2013-01-29 11:24:18 | 看護/医療全般
  2か月間のブログdormantであった。

 12月初め、通訳繁忙期の最後に、手術で11日間、某私立医科大学の分院に入院しした。悪性でなかったのでホッとした。年内残りは自宅で静養。ただ、正月準備は無理のない程度にやって、家族でそろって楽しく過ごした。1月は、大学の授業の残りと、学期内に海外出張や入院で休講にした時間の補講を入れた。特に大東文化大学大学院の通訳プログラムでは、2コマ受け持っているので、集中訓練を、3日間行って、昨日、無事終了した。


 手術は生まれて初めてだった。だから全身麻酔も初体験。入院も出産のときだけで、病気では経験がない。10月終わりに要手術と主治医から告げられた時、病気に対する不安とともに、「なんで一年で一番忙しいこの時期に」という思いと、11月末まで入っている仕事を如何に支障なく終わらせて手術に臨むかと、いろいろな気持ちが交錯していた。術後、すべて終わって結果も聞いてホッとした。いろいろブログに書きたいこともあったのだが、少々疲れて、dormant状態に入ってしまった。

 今日は入院の時のことを書く。
 
 入院した病院では、健診でよく受診しているところだ。外来だけは慣れている。入院時、病棟に一歩、足を踏み入れるときには、遠い昔、看護学生で最初の臨床実習の初日の朝の時のように、ドキドキした。

 疼痛管理(Pain Control)と創傷ケア(WOC、Wound Care)、感染管理(Infectious Control)は、隔世の感があり、以前とは比べ物にならない進歩であった。

 術創については、抜糸不要の処理にカラヤヘッシブといわれるハイドロゲル創傷被覆・保護材を使っていた。

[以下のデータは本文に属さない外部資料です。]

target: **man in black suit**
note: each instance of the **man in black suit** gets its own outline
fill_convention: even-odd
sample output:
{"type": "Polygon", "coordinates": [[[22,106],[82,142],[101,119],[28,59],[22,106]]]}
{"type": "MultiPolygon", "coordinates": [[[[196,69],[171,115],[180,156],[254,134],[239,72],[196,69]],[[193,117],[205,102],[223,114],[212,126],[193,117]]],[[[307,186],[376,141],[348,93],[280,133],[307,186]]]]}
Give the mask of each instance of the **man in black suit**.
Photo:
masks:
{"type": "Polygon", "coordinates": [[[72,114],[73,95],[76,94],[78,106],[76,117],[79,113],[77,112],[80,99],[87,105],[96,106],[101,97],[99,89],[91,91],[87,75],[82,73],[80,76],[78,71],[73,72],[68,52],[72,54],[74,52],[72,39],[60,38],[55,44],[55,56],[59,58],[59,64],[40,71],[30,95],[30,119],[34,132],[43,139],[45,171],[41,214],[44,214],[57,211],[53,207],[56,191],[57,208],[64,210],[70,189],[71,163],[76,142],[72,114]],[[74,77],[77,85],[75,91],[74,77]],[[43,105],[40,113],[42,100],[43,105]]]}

術後3日間の点滴が抜けたらシャワーOKで、とにかく局所の清潔と循環を促し、回復は早かった。点滴は閉鎖式。だから院内感染の温床といわれた三方活栓はなく、側注(点滴のメインのルートの横から別の点滴をつないだり静脈注射を行うこと)もプラグで接続するので、感染やはずれる心配はない。
 
 術後の疼痛管理のために、術中に全身麻酔をかける前に硬膜外チューブを挿入し、硬膜外麻酔が継続された。これは確かに完全に痛みをブロックし、麻酔が覚めてからもまったく痛みがない。快適だったのだが、数時間経過した後から、悪心、嘔吐が始まり、ついには胆汁を吐き出した。副作用が効果を超えてしまい、耐え切れず、硬膜外チューブは抜管。ただ、その後も痛みはなく、頓服内服のロキソニンを使うこともなかった。もともと、私の嘔吐の閾値低いようで、体調変化があるときに吐いてしまう傾向があるのでそうしたことも関係するのだろうが、今回の硬膜外麻酔は、合わなかったようだ。

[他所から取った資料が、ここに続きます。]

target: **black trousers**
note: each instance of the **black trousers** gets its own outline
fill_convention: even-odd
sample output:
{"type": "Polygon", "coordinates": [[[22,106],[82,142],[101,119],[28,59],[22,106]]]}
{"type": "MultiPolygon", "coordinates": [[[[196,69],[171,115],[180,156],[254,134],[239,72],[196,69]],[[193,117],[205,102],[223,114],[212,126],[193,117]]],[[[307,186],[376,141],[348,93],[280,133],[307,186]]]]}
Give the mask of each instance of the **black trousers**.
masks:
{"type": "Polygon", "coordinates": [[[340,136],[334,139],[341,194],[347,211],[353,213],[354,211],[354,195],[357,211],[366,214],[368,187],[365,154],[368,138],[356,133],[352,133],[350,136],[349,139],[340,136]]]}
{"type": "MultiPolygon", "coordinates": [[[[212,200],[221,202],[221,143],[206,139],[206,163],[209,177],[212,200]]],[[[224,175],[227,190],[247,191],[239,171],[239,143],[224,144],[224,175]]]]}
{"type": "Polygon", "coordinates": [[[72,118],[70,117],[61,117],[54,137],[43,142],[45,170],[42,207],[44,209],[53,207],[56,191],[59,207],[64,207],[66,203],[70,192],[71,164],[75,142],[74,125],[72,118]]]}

 気分の悪い時、ナースが背中をさすってくれる。本当にホッとする。ケアする手のぬくもりは、暗闇の中で頼りにする光であるというのは、経験して実感する。病院のナースのケアは、患者満足度を高める主要素だということは、このブログでも書いてきたし、海外の論文でも調査結果をもとに臨床ケアの質と安全の議論では必ず出てくる。

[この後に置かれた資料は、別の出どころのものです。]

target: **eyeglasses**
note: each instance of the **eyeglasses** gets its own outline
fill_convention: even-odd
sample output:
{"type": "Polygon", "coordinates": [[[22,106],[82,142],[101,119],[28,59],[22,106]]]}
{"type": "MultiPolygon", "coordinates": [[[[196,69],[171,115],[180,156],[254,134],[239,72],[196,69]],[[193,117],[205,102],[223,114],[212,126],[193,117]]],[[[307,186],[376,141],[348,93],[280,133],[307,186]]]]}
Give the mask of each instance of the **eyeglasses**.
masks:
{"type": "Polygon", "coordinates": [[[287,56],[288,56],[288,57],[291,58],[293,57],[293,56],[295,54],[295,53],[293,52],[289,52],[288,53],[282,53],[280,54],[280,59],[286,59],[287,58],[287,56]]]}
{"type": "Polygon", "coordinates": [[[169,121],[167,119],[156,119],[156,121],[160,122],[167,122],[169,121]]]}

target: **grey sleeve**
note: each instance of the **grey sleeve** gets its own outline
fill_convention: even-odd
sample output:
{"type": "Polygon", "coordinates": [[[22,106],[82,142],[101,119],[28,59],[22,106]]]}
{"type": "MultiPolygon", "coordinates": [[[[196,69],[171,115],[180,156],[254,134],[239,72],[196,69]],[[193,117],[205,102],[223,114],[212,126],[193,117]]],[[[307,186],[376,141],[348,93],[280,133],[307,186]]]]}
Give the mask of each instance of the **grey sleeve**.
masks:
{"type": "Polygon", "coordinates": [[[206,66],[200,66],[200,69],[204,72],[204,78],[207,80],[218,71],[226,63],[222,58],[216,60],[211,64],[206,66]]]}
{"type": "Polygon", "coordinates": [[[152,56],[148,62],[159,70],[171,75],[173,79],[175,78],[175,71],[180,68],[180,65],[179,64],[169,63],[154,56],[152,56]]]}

 それだけ価値の高いケアを提供している。今回の病棟ナースらのケアはよかった。この病院への受診をリピートしようと思ったのだが、退院の時、病院玄関に張ってある病院幹部の写真をみてがっかりした。看護部長が最後に置かれている。微笑んでいるが、他の写真に比べてちょっと自信なさそう。病院長の横は各診療科の部長(医師)がずっと並んで、その末尾に看護部長が来ているのだ。

 アメリカの病院見学の話を持ち出したくはないが、病院幹部の写真の撮り方は、明らかに差がある。やはり呈示の仕方が考えられているのだ。写真の顔の大きさと角度、影の作り方、服装(全員ダーク系のスーツでそろえる)も基準があるようで、どの人を見ても温和な中に威厳があって、この病院に任せておけば大丈夫という印象が伝わる。

 かたや一方、件の病院玄関の写真は医師は白衣に聴診器を首にかけた姿で胸から上の写真、看護部長はユニフォームを着ていて上半身がもう少し写っている、つまり写真の大きさは同じだが顔と身体全体が小さくなっている。自信なさそうに見えたのは角度をつけずに真正面から撮って顔の大きさが小さいことにあるようだ。写真の下には氏名と研究業績が記されている。でも、看護部長は名前だけ。

 患者が必要とする看護への配慮を増やすには、看護とナースの存在感を高めることが不可避だ。その必要性を説明して好ましいやり方を主張していくのは、ナースしかいない。英語でいうとinterventionになる。「介入」ということなのだが、「ちょっと待って、そのままではよくない。こうすべきだ」と自分の立場を主張する発言をすることだ。これは求めてしかるべきことだ。病院のケアの質でゆるぎない不可欠な要素が看護だからだ。具体的なケアの話はもちろん大事だが、病院玄関で患者を始め外部の人間が見る写真のありようについては、撮り方や掲示の順序など基準を決めるなり、今一度、見直した方がよいと思う。今回の入院で、そう思った。